Üzen bir film olduğu su götürmez gerçek kız arkadaşla izlenilir.
izledikten sonra bana her gece bluesgrass dinleten filmdir.

--spoiler--

"adını sildim didier."

--spoiler--
görsel
Kaliteli bir iç savaş, dram filmi. Her anlamda dopdolu.

Elise'i kaybettiğinde:
"birini sevmemelisin. 
birine bağlanmamalısın.
hayat seni kıskanır.
elinden her şeyini alır ve yüzüne güler.
sana ihanet eder.."
şimdi bir yazarın entrysinde görünce aklıma gelen film. (hemen üstteki yazar)
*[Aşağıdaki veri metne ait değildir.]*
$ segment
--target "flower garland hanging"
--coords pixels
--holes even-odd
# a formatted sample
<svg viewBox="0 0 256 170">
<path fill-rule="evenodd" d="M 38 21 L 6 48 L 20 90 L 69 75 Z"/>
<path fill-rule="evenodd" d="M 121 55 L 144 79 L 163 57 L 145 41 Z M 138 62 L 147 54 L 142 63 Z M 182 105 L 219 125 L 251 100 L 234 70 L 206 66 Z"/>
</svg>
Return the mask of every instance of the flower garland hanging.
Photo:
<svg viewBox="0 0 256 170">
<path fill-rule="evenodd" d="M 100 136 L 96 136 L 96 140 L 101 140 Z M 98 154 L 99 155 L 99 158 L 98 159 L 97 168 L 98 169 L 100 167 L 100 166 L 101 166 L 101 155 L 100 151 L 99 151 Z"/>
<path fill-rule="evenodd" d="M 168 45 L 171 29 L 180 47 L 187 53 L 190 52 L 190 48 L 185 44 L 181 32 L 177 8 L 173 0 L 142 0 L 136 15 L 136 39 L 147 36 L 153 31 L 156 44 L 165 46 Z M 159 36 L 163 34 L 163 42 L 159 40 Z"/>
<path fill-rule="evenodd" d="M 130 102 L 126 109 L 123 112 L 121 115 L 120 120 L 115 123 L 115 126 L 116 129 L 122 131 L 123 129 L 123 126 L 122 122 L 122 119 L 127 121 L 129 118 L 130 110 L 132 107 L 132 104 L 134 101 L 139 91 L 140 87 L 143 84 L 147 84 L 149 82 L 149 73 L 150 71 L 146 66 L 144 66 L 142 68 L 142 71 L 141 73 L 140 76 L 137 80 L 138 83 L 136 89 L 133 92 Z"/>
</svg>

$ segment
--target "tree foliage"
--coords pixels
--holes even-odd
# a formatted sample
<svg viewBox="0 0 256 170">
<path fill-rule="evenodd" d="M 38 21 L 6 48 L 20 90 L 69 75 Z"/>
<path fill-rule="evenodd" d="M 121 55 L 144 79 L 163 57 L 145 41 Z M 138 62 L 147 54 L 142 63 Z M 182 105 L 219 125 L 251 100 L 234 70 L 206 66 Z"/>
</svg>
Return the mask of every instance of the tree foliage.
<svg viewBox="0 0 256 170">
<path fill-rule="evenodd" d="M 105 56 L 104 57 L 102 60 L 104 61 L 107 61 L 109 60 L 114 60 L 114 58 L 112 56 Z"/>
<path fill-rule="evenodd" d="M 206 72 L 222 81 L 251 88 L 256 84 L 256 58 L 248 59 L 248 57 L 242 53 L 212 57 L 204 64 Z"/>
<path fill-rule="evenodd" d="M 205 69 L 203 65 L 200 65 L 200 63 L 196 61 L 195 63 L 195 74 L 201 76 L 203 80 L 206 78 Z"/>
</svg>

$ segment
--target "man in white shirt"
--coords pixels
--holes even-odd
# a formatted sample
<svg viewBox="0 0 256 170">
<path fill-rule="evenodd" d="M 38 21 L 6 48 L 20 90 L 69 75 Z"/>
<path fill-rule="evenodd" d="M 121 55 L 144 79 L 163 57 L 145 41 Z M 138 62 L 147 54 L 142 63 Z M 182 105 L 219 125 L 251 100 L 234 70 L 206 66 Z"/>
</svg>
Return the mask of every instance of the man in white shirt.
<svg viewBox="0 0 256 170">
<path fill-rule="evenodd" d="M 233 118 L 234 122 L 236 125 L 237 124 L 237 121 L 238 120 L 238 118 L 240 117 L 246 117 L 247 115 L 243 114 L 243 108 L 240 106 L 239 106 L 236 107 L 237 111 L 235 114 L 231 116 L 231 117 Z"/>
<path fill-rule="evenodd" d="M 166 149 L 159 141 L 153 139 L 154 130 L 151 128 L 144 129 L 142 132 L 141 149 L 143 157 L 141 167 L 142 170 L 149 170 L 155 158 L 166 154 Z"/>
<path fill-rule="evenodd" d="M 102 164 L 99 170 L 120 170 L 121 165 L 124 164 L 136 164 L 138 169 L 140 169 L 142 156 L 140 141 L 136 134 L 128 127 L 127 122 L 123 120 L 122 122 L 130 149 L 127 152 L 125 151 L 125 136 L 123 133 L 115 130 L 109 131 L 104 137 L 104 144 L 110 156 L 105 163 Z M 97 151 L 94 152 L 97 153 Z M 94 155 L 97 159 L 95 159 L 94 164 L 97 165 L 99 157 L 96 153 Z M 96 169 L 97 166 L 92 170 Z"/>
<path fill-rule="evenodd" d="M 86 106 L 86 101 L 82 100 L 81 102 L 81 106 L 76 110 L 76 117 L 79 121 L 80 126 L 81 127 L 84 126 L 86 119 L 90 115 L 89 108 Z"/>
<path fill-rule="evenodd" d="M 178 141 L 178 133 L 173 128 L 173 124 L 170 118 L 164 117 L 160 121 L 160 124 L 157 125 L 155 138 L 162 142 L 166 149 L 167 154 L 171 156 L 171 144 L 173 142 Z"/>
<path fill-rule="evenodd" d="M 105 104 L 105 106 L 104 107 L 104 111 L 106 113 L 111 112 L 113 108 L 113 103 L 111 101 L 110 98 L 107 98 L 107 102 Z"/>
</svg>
ne kadar güzeldi ya, bunu kesin izleyin. ef-sa-ne-vi.
“ kuşlar gerizekalıdır” ve “ sigara, alkol kullanımı gebelikte çok sakıncalıdır” kamu spotlu, bir kaç ufak tefek aforizmalar içeren, “ölen ölmüştür öldüğü gün bitmiştir koy götüne çal bro” temalı çalgılı çengili sıkıcı drama filmidir. oyunculuklar iyi senaryo tahmin edilebilirdir. 2 saate yakın süresi olmasına rağmen 5 cümle ile özetlenebilir filmdir.

iyi seyirler efendim.
son sahnesi oldukça vurucu ağır ilerleyen bir dram filmi.

--spoiler--

son sahnedeki dövmeyi görünce izlerken o kadar etkilenmemiş benim dahi tüylerim diken diken oldu. didier daha iyi davranmalıydı bence eşine.